Noise-Robust and Resource-Efficient ADMM-based Federated Learning
Lari, Ehsan, Arablouei, Reza, Gogineni, Vinay Chakravarthi, Werner, Stefan
Federated learning (FL) leverages client-server communications to train global models on decentralized data. However, communication noise or errors can impair model accuracy. To address this problem, we propose a novel FL algorithm that enhances robustness against communication noise while also reducing communication load. We derive the proposed algorithm through solving the weighted least-squares (WLS) regression problem as an illustrative example. We first frame WLS regression as a distributed convex optimization problem over a federated network employing random scheduling for improved communication efficiency. We then apply the alternating direction method of multipliers (ADMM) to iteratively solve this problem.
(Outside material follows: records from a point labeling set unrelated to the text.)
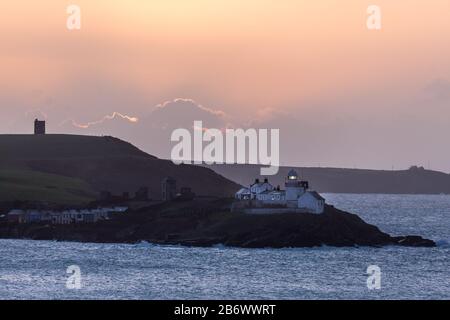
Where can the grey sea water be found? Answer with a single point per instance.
(37, 269)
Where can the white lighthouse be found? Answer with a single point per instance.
(262, 197)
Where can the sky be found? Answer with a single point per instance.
(342, 95)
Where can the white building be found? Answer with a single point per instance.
(262, 195)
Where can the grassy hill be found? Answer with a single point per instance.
(67, 168)
(32, 186)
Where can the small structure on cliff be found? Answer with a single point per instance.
(169, 191)
(39, 127)
(262, 197)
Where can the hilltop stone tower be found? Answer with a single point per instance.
(294, 188)
(39, 127)
(169, 188)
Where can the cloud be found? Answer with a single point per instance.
(113, 116)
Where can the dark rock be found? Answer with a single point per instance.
(206, 222)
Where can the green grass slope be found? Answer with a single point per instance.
(32, 186)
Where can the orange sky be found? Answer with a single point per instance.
(292, 56)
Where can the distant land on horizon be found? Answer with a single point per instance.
(415, 180)
(74, 169)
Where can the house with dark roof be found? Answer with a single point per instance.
(296, 197)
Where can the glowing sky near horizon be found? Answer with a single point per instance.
(385, 92)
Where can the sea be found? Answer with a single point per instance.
(68, 270)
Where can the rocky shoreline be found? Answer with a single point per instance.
(204, 223)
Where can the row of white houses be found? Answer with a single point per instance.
(62, 217)
(295, 196)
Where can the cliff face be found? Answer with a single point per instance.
(208, 222)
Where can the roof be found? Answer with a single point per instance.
(260, 184)
(243, 191)
(292, 173)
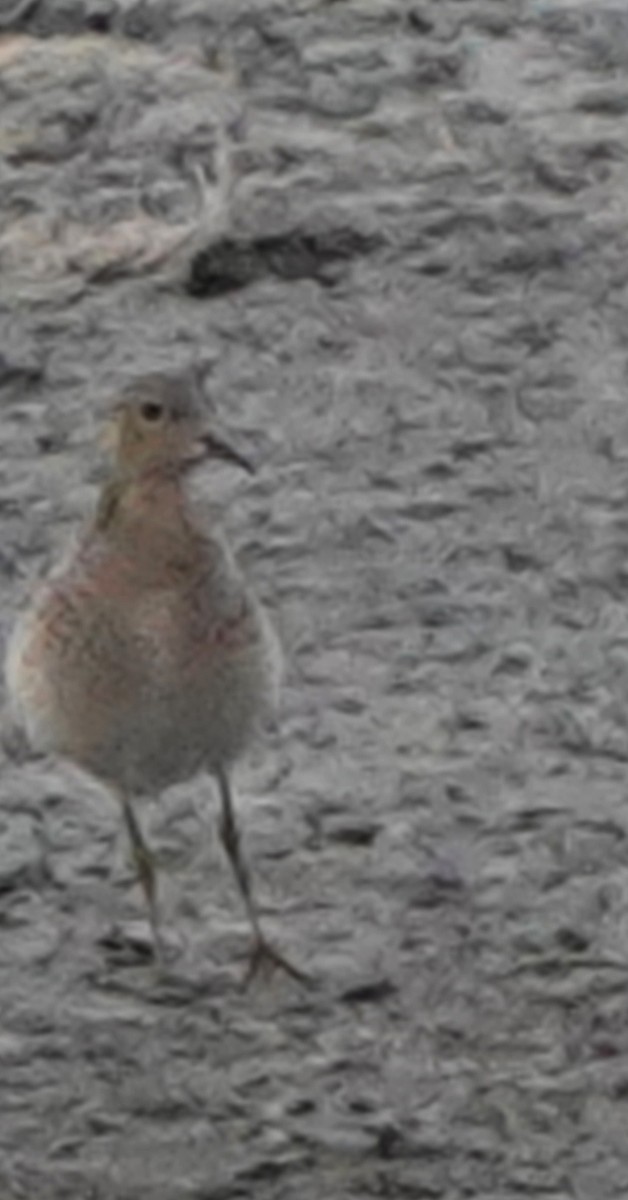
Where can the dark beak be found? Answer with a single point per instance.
(215, 448)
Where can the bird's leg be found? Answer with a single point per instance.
(263, 954)
(147, 873)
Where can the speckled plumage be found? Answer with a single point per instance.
(144, 658)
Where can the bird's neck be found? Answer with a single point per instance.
(148, 509)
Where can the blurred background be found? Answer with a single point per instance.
(393, 239)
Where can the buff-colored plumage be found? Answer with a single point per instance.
(144, 658)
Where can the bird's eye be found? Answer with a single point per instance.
(151, 412)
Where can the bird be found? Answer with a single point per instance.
(144, 658)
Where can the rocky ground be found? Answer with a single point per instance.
(394, 237)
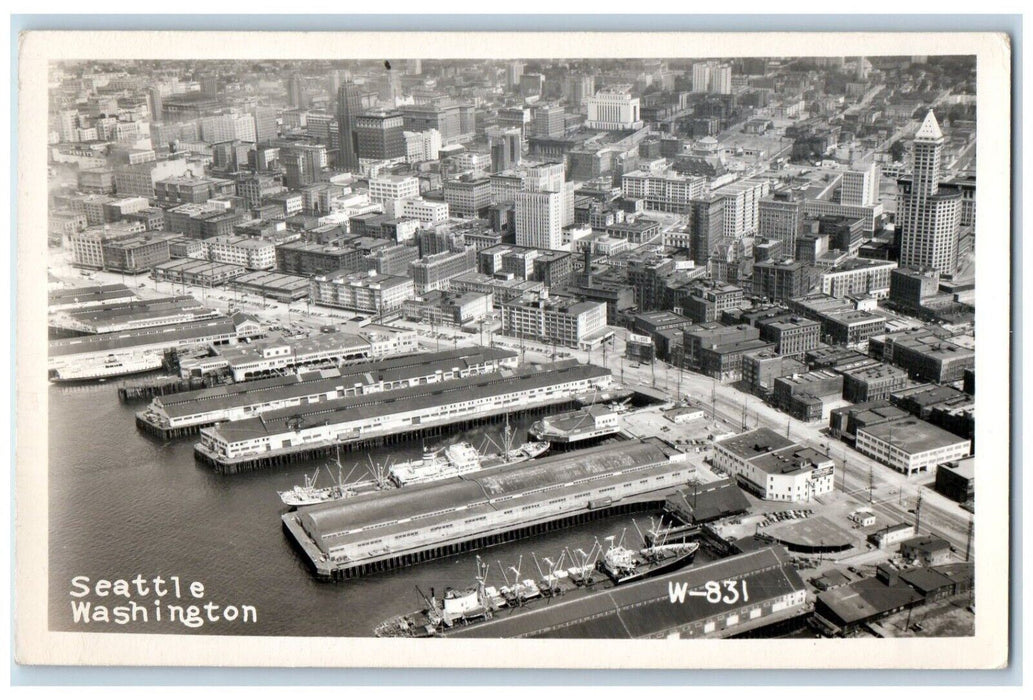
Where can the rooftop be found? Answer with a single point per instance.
(912, 435)
(760, 441)
(790, 460)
To counteract the detrimental effects of cumulative communication noise, we introduce a key modification by eliminating the dual variable and implementing a new local model update at each participating client. This subtle yet effective change results in using a single noisy global model update at each client instead of two, improving robustness against additive communication noise. Furthermore, we incorporate another modification enabling clients to continue local updates even when not selected by the server, leading to substantial performance improvements. Our theoretical analysis confirms the convergence of our algorithm in both mean and the mean-square senses, even when the server communicates with a random subset of clients over noisy links at each iteration. Numerical results validate the effectiveness of our proposed algorithm and corroborate our theoretical findings.